La Ville de Paris au tribunal pour la suspension de sa décision anti-Grande Roue place de la Concorde : le compte-rendu d’audience

Référé au Tribunal administratif de Paris audiencé le 28 mars 2018 à 15h30.



La société Fêtes Loisirs demande au juge des référés de suspendre la décision de la ville de Paris de mettre fin au 5 juillet 2018 à la convention du domaine public du 4 juillet 2016 pour l'exploitation d'une grande roue place de la Concorde, qu'elle émane du voeu du conseil municipal du 22 novembre 2017 ou de la décision implicite de refus du 4 février 2018.



Début d'audience

Un changement de salle vient d’intervenir en raison du nombre important de personnes. Il est 15h35. Le Juge des référés entre dans la salle 1, la grande salle d’audience du tribunal administratif de Paris. Certains ne s’en aperçoivent pas.

Le Président (à l’adresse des personnes assises) : « Vous pouvez vous lever s’il vous plaît ? » (Tout le monde se lève) « L’audience est ouverte, vous pouvez vous rasseoir. Madame le Greffier ! »

Le Greffier appelle l’affaire de la requérante, la société Fêtes Loisirs représentée par Maître Julien Hay, et son contradicteur, la Ville de Paris, représentée par Maître Régis Froger.

Le Président Thibaut Celerier fait son rapport. Il résume l’affaire.

« L’objet du litige est le maintien de la Grande Roue au-delà du 5 juillet 2018. La société Fêtes Loisirs demande la suspension de la décision de la ville de Paris de mettre fin au 5 juillet 2018 à la convention du domaine public du 4 juillet 2016 pour l'exploitation d'une grande roue place de la Concorde (…) par une requête du 9 mars et un mémoire du 27 mars, contre la Ville de Paris qui produit deux mémoires, le 24 mars et 28 mars 2018 ».

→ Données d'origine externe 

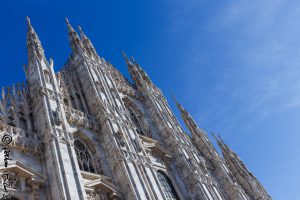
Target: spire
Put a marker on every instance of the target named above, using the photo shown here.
(241, 173)
(179, 106)
(34, 46)
(87, 43)
(188, 120)
(74, 39)
(128, 62)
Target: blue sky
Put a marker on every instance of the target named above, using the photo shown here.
(235, 65)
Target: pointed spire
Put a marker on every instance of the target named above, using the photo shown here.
(128, 62)
(179, 106)
(87, 43)
(34, 45)
(74, 39)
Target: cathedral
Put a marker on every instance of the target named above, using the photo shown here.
(87, 132)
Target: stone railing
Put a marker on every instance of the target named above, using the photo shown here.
(80, 119)
(21, 139)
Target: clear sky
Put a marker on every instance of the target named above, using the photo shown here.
(235, 65)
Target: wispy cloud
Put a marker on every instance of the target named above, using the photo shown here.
(241, 62)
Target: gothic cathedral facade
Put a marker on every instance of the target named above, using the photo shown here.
(88, 133)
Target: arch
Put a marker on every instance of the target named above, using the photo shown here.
(10, 198)
(136, 122)
(167, 186)
(136, 114)
(85, 158)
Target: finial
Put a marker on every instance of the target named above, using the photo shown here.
(173, 97)
(67, 21)
(28, 20)
(126, 58)
(80, 30)
(28, 23)
(214, 136)
(82, 34)
(68, 24)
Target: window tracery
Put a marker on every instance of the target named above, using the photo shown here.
(84, 158)
(136, 122)
(167, 186)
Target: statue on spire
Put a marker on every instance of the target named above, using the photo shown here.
(34, 45)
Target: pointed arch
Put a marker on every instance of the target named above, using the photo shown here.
(136, 115)
(167, 186)
(86, 154)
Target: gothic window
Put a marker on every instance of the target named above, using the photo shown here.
(47, 76)
(136, 122)
(167, 186)
(84, 157)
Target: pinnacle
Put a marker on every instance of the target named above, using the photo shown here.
(28, 23)
(126, 58)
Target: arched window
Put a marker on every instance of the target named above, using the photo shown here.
(84, 157)
(136, 122)
(167, 186)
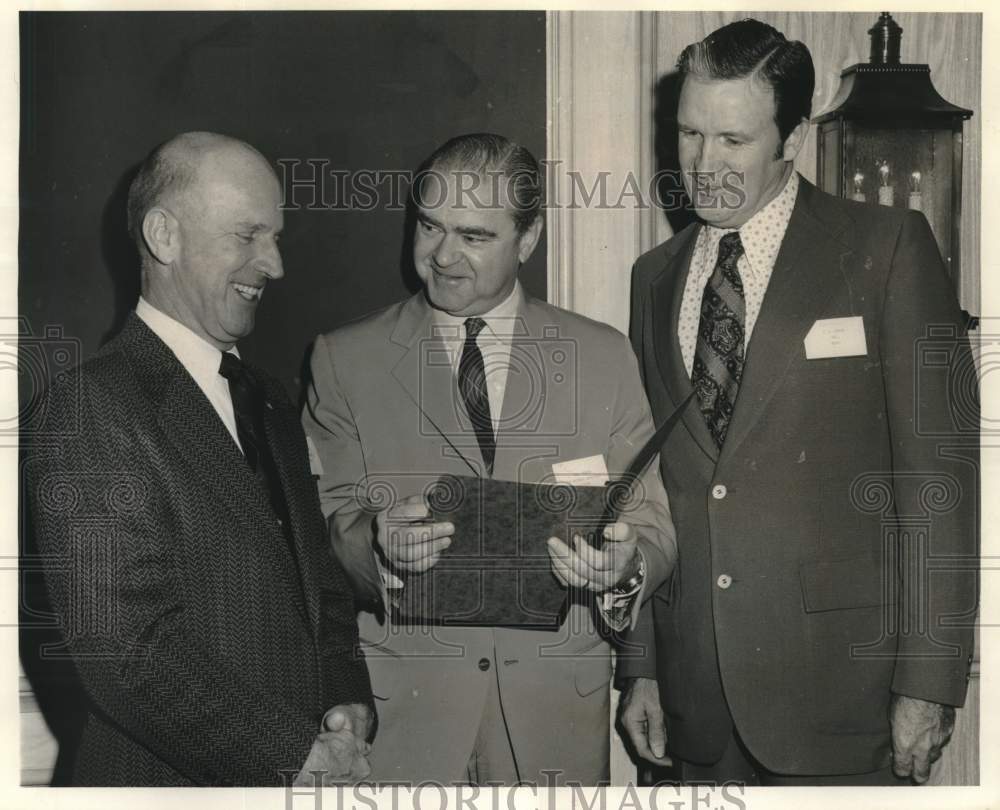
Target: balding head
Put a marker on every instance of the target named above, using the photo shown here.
(205, 211)
(170, 172)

Il s’interrompt et pose une question : « Et-ce que Maître Hay est présent ? »

L’effet de surprise est total. En effet, seul le conseil de la Ville de Paris est présent. Il est assisté de membres de son cabinet et de personnes du service juridique de la Ville de Paris ainsi que du service de presse municipal.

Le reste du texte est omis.